Portanto, essa saída, apresentada pela esquerda, é, na verdade, uma saída favorável à direita, que só beneficia ao Mourão, o qual pode realizar um governo mais estável, com menos crises políticas na cúpula do governo, que Bolsonaro. Então, a direita tradicional realizaria uma frente com uma ala do governo Bolsonaro (Mourão, Guedes, Moro, Mandetta) contra a ala conformada pelo presidente e os olavistas. O impeachment ou a pressão máxima pela renúncia (em troca da anistia para os crimes da família) resultaria em um governo tampão de Mourão até as eleições de 2022, quando a centro direita espera retomar o governo através de uma frente tipo Doria-Maia. Mourão defende a ditadura militar e a eliminação dos direitos trabalhistas, como o 13º salário.

A tática miserável da esquerda contida no manifesto do dia 30 de março de 2020, para além da classe trabalhadora, pode atraiçoar também os planos da própria esquerda eleitoralista e até da centro direita. E se Mourão e os militares que terão o governo todo para eles, sem os olavistas, não quiserem mais largar o osso e traírem a direita como o golpe de 1964 traiu Lacerda? A pequena vanguarda classista dos trabalhadores não pode continuar refém dessa traição oportunista e desse destino trágico, e não pode seguir marginal na luta de classes, sem fazer um grande esforço militante por conquistar a confiança e a consciência das bases exploradas na sua luta pela sobrevivência. Porque não basta criticar corretamente as traições da esquerda burguesa, pois ainda são as direções tradicionais que continuam como referências para os trabalhadores.

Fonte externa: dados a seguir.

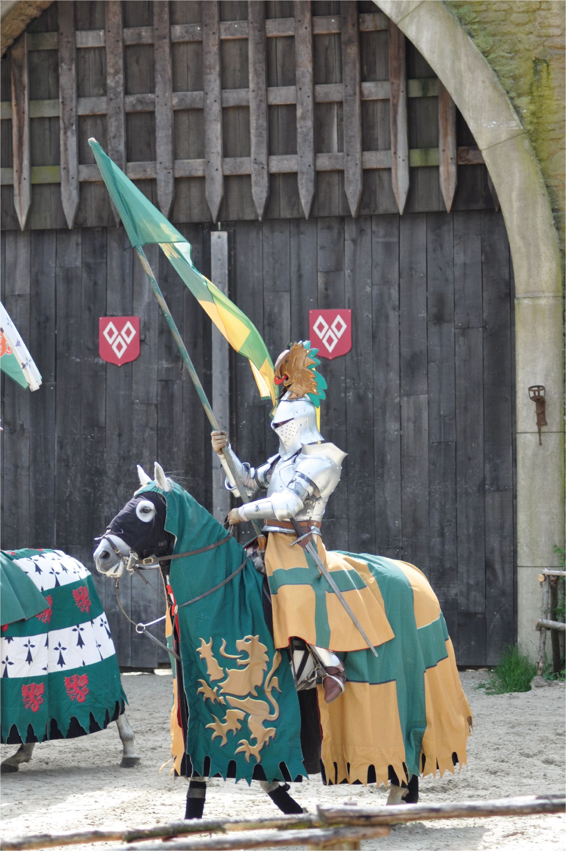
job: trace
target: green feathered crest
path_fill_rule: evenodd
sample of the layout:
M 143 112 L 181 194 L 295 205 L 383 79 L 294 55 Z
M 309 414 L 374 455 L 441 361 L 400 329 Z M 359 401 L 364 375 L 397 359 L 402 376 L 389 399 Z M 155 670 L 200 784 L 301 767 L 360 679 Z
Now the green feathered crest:
M 308 396 L 315 408 L 320 408 L 321 399 L 326 399 L 328 386 L 316 370 L 321 364 L 318 351 L 311 348 L 309 340 L 299 340 L 292 343 L 275 362 L 275 384 L 282 384 L 292 399 Z

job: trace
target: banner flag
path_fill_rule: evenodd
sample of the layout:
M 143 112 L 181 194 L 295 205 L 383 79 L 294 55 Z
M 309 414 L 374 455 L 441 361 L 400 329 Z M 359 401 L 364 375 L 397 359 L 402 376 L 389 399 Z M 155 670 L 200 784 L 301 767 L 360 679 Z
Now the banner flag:
M 131 244 L 134 248 L 148 243 L 159 246 L 230 346 L 248 358 L 262 398 L 274 403 L 273 362 L 256 326 L 195 269 L 190 243 L 107 156 L 96 140 L 90 139 L 89 145 Z

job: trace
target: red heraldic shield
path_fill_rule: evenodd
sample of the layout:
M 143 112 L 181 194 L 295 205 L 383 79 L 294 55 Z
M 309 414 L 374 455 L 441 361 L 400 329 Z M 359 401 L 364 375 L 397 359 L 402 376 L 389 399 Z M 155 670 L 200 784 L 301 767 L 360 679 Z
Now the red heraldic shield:
M 346 355 L 352 347 L 352 311 L 350 310 L 309 311 L 310 345 L 319 350 L 320 357 Z
M 98 320 L 98 351 L 107 363 L 121 367 L 140 355 L 139 317 L 101 317 Z

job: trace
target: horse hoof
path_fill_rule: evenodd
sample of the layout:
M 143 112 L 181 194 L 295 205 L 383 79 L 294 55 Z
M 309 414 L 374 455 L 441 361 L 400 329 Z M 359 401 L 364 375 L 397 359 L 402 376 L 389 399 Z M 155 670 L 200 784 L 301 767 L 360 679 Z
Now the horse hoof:
M 13 774 L 19 768 L 19 765 L 12 765 L 10 762 L 0 762 L 0 774 Z
M 139 757 L 123 757 L 120 762 L 120 768 L 133 768 L 139 762 Z

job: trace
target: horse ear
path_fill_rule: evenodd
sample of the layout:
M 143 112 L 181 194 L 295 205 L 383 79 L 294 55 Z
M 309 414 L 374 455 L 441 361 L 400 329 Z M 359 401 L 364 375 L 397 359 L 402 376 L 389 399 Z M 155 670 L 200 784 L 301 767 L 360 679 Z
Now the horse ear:
M 164 473 L 163 467 L 160 464 L 158 464 L 157 461 L 155 462 L 154 476 L 155 483 L 158 488 L 160 488 L 161 490 L 164 490 L 165 493 L 171 489 L 170 483 Z
M 147 484 L 151 484 L 151 477 L 139 464 L 137 465 L 137 477 L 140 480 L 140 486 L 142 488 L 145 488 Z

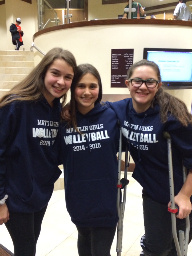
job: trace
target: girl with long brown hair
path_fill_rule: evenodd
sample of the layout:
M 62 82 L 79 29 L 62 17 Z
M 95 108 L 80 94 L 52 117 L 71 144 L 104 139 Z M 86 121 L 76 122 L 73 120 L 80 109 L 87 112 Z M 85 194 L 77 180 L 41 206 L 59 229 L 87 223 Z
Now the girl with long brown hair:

E por isso, precisamos acumular forças durante a pandemia para construir entre os trabalhadores a necessidade de derrubada do conjunto do governo bolsonarista, Mourão, Guedes, Mouro, sem permitir que a direita de Maia, Doria, Witzel, Luciano se apresentem como alternativa. A alternativa precisa vir dos trabalhadores organizados em sua luta por seus interesses imediatos e estratégicos.